Zehenfrakturen gehören zu den häufigsten Frakturen des Fusses mit einer Inzidenz von 14 Fällen pro 10 000 Personen und Jahr.1 Die überwiegende Mehrheit der Zehenfrakturen, insbesondere der Kleinzehenfrakturen, kann konservativ behandelt werden, mit einem sehr guten klinischen Resultat.2 Wenig oder nicht dislozierte Kleinzehenfrakturen werden für 4 Wochen in einem Zwillingsverband an die Nachbarzehe ruhiggestellt. Je nach Ausmass der Beschwerden kann zusätzlich ein flacher Therapieschuh mit harter Sohle verwendet werden. Der Patient kann bei Schmerz- und Schwellungsrückgang dann selbstständig auf Schuhe mit weiter Zehenbox wechseln. In dieser Situation kann auf ein routinemässiges Verlaufsröntgenbild verzichtet werden. Stärker dislozierte Kleinzehenfrakturen mit einer deutlichen Fehlstellung können in Leitungsanästhesie geschlossen reponiert werden. Dabei kann bei der Reposition der Einsatz eines Kugelschreibers oder ähnlichen Objektes als Widerlager zwischen den Zehen hilfreich sein. Eine Osteosynthese von geschlossenen Kleinzehenfrakturen ist einzig bei hoch instabilen oder irreponiblen Frakturen mit relevanter Fehlstellung notwendig. In dieser Situation bietet sich ein von distal eingebrachter, perkutaner Kirschnerdraht zur Stabilisierung an (Abb. 1). Der Draht wird bei konsolidierter Fraktur nach 6 Wochen ohne Anästhesie wieder gezogen.
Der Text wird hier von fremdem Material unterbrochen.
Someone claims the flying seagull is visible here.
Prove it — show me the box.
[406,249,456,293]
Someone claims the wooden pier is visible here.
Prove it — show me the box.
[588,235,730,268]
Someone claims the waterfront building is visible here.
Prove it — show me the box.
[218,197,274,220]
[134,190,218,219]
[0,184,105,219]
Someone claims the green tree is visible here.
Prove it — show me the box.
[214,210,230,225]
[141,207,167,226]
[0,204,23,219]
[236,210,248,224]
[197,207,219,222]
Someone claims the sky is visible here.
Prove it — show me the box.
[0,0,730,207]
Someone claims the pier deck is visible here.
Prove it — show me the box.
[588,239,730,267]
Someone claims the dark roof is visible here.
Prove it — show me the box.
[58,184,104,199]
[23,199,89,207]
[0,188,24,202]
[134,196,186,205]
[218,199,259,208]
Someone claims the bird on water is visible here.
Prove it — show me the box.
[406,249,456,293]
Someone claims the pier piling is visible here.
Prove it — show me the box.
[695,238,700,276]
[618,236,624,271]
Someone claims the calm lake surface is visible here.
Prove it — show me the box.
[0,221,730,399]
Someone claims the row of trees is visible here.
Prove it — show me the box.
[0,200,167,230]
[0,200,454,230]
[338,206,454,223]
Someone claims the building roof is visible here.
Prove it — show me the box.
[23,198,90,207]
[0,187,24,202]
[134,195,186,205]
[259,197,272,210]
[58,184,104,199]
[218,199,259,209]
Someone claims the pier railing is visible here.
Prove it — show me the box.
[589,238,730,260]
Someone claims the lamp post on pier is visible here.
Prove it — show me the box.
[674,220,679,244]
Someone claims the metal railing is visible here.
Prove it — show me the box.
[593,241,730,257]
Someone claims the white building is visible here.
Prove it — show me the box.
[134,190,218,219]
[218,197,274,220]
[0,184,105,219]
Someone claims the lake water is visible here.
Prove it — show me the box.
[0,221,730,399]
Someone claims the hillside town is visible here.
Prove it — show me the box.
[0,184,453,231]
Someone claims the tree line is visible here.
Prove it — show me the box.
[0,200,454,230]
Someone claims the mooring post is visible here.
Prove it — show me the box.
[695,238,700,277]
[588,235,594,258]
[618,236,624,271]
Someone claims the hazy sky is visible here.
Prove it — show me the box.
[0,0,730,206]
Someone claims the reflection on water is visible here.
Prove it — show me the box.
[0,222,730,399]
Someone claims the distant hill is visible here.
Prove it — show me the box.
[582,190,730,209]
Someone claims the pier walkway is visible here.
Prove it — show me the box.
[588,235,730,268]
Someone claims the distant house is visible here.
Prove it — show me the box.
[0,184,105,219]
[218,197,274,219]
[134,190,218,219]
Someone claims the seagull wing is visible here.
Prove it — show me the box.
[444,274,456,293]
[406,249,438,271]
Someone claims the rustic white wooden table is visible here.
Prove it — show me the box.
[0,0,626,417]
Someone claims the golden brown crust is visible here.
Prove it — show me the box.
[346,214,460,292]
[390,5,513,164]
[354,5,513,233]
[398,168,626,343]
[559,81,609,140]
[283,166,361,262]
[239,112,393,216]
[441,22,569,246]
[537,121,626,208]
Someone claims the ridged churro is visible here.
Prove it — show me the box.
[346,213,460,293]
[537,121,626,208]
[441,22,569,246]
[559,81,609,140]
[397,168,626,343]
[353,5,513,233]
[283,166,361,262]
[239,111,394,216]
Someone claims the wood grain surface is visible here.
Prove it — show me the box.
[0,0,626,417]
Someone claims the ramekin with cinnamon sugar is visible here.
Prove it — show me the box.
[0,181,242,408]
Subunguale Hämatome sind zur Vermeidung von späteren Nagelwachstumsstörungen zu trepanieren. Bei einer offenen Blutung unter dem Zehennagel und distaler Zehenfraktur ist von einer offenen Fraktur auszugehen.3 Diese ist nach den allgemeinen Prinzipien der Behandlung von offenen Frakturen zu versorgen, mit der Ausnahme, dass Endgliedfrakturen nicht osteosynthetisiert werden müssen. Bei distal offenen Frakturen wird der Nagel entfernt, das verletzte Nagelbett gespült, débridiert und rekonstruiert und eine Antibiotikaprophylaxe installiert.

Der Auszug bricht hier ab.